Filming started 19 January 1959 under the title Give Me the Moonlight. "We aren't fighting television," said Herbert Wilcox. "We are fighting hooligans in the cinema audience. You can't play a sensitive love scene today because it gets a laugh. But we're beating them. I turn a love scene to comedy and get in with the laugh first."

Wilcox also said "The important thing is that it is upbeat. We insist on that in everything that we do. Whether the story is in a Liverpool gambling den or a Park Lane penthouse. Downbeat subjects encourage the hooligans. They sneer at the situations. They guy the love scenes. They throw things. People say television is killing the cinema. They forget hooliganism. Together they are a frightening team."

The Rank Organisation issued a single sung by Anne Heywood in the film on its record label.

Mike Pratt and Lionel Bart wrote songs for the film.

==Critical reception==
Variety wrote the film "is shrewdly designed to exploit [Vaughn's] growing stature as a film star. But, wisely, Miss Neagle has not put all her eggs in the Vaughan basket. She has assembled a very sound cast around him. Result is an amiable romantic comedy, with three pop songs injected for good measure."

The Monthly Film Bulletin wrote: "It has long been almost axiomatic that the British cannot make musicals. One might therefore expect that a producer as experienced in the entertainment business as Anna Neagle would know how to avoid the more obvious pitfalls. But apparently not, for she remains content to cling to the outworn conventions; moreover she has chosen a script whose witlessness and banality make it almost a parody of the worst British comedies of the Thirties. It abandons all pretensions to plot after the first half-hour and becomes simply a series of unrelated incidents. Frankie Vaughan looks self-conscious throughout, and Anne Heywood struggles vainly against the most hideous costumes and hair-styles that she has ever had to wear. Tony Britton brings off the considerable feat of making his material sound witty; in fact his whole performance has a style and polish that can only expose the inadequacy of his fellow artists. There are several good "pop" songs, but they are presented so tamely that it is hard to believe that the director is the veteran Herbert Wilcox. He has, in the past, shown a keen awareness of popular taste, but this time he may find that he has overestimated the tolerance of his audience."

Kinematograph Weekly wrote "The script, flecked by whimsy, lacks originality, but at least the "corn bin" is full to the brim. Moreover, its popular players, headed by Frankie Vaughan, dish it out for all they're worth against widely varied backgrounds to the accompaniment of a catchy signature tune."

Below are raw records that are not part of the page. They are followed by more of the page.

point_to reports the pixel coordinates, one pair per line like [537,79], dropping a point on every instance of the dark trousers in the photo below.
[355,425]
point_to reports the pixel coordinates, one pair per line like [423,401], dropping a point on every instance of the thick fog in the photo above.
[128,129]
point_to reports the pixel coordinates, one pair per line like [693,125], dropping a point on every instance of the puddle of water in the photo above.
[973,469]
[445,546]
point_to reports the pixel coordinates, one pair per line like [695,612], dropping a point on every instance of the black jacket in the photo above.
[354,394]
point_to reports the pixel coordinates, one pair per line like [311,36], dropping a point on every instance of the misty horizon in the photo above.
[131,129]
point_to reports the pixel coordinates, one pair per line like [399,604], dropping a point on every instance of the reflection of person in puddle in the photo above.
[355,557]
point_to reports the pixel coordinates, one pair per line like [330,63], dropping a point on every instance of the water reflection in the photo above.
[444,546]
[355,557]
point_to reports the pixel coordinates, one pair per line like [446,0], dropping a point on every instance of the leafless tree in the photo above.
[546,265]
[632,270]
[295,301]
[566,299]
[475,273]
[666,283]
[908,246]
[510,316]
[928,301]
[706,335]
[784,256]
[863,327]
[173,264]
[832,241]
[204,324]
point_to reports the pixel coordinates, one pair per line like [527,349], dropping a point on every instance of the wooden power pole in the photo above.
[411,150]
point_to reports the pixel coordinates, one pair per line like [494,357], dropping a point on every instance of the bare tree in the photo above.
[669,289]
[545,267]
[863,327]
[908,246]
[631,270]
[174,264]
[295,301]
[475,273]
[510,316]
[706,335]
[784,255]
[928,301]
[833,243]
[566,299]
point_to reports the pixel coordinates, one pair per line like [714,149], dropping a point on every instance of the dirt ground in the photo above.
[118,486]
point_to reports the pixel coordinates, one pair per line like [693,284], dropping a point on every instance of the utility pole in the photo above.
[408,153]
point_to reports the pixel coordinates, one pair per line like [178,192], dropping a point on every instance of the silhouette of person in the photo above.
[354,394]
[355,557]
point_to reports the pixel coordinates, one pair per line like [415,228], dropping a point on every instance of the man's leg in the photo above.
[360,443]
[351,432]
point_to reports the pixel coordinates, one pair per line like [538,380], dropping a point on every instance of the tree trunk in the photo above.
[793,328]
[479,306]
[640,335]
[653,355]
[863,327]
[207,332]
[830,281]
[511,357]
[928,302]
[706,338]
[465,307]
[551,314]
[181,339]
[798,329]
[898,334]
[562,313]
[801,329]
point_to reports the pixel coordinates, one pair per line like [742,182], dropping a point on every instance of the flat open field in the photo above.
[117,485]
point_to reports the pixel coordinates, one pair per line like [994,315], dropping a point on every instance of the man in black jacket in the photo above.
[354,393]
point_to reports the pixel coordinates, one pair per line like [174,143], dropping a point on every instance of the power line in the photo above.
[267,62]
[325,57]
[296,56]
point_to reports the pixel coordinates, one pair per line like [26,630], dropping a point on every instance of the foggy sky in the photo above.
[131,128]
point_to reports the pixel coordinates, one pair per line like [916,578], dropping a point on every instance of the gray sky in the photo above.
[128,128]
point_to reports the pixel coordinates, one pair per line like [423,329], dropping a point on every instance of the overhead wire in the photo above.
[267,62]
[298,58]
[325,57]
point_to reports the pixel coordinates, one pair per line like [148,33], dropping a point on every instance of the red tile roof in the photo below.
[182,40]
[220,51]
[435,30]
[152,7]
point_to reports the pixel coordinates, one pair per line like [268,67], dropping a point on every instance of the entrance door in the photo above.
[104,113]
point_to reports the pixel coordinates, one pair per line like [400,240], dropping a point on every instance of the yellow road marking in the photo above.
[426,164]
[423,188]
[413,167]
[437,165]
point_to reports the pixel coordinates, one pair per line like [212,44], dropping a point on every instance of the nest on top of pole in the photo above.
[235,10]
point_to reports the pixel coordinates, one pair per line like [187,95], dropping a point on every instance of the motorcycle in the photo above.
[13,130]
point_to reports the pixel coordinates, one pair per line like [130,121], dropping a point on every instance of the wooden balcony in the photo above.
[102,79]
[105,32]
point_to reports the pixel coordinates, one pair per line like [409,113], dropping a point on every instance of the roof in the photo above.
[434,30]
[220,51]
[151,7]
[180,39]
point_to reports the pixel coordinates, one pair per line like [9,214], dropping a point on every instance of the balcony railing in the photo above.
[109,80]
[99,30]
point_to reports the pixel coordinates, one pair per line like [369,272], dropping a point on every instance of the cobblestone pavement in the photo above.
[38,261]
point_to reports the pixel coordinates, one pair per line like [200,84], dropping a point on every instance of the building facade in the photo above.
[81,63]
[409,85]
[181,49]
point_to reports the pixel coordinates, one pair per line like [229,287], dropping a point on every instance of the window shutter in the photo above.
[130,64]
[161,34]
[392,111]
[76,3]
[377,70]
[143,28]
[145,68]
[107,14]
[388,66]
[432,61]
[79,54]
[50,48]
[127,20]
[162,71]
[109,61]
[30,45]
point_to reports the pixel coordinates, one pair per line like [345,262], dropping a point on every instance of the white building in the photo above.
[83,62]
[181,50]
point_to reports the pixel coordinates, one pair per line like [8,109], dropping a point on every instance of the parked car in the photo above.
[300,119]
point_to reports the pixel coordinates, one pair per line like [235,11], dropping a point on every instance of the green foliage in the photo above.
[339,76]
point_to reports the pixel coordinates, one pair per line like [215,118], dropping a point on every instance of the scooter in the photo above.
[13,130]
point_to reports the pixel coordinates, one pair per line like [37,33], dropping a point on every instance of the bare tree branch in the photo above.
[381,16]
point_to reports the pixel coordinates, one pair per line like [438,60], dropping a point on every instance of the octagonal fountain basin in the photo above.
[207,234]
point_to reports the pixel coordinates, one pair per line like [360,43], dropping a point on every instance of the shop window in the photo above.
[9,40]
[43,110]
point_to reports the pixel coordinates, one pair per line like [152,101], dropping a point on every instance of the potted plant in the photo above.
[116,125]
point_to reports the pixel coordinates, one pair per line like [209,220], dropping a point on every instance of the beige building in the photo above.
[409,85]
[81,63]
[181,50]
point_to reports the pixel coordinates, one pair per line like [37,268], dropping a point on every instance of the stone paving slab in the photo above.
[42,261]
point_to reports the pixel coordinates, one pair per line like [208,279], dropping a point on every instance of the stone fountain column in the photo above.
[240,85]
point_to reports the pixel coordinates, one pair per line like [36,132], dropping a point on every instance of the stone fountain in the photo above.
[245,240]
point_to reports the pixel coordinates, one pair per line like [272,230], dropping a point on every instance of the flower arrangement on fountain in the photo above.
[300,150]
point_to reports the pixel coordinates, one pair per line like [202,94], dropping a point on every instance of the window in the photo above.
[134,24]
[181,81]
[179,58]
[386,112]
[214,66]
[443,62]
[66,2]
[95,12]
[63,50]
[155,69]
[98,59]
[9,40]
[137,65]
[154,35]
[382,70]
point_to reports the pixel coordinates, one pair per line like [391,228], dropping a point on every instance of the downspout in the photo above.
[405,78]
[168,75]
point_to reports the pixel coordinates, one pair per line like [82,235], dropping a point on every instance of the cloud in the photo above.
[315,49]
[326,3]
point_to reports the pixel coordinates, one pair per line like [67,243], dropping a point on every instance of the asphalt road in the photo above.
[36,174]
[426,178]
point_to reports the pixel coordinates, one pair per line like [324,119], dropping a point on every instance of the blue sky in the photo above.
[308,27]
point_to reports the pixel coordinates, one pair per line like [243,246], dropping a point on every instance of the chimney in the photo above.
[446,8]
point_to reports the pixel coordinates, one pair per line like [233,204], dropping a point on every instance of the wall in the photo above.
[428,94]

In the Radio Times, David Parkinson gave the film two out of five stars, and wrote, "Veteran director Herbert Wilcox bowed out of films with this undistinguished and wholly unconvincing slice-of-life drama, which was produced by his actress wife Anna Neagle ... Anthony Newley cashes in on a showy supporting role and Vaughan scored a chart hit with the title song."

In British Sound Films: The Studio Years 1928–1959 David Quinlan rated the film as "mediocre", writing: "Dated vehicle for Vaughn; the title song was a big hit."

In April 1959 it was reported Vaughan and Anna Neagle would make another film, where Neagle would play Mrs. Bruselmans, a Belgian woman who played "a heroic undercover role in Brussels during the war". In June 1959 Vaughan announced he would make a film for Wilcox and Neagle where he played a GI in Rome who befriends a wait. However the film was never made.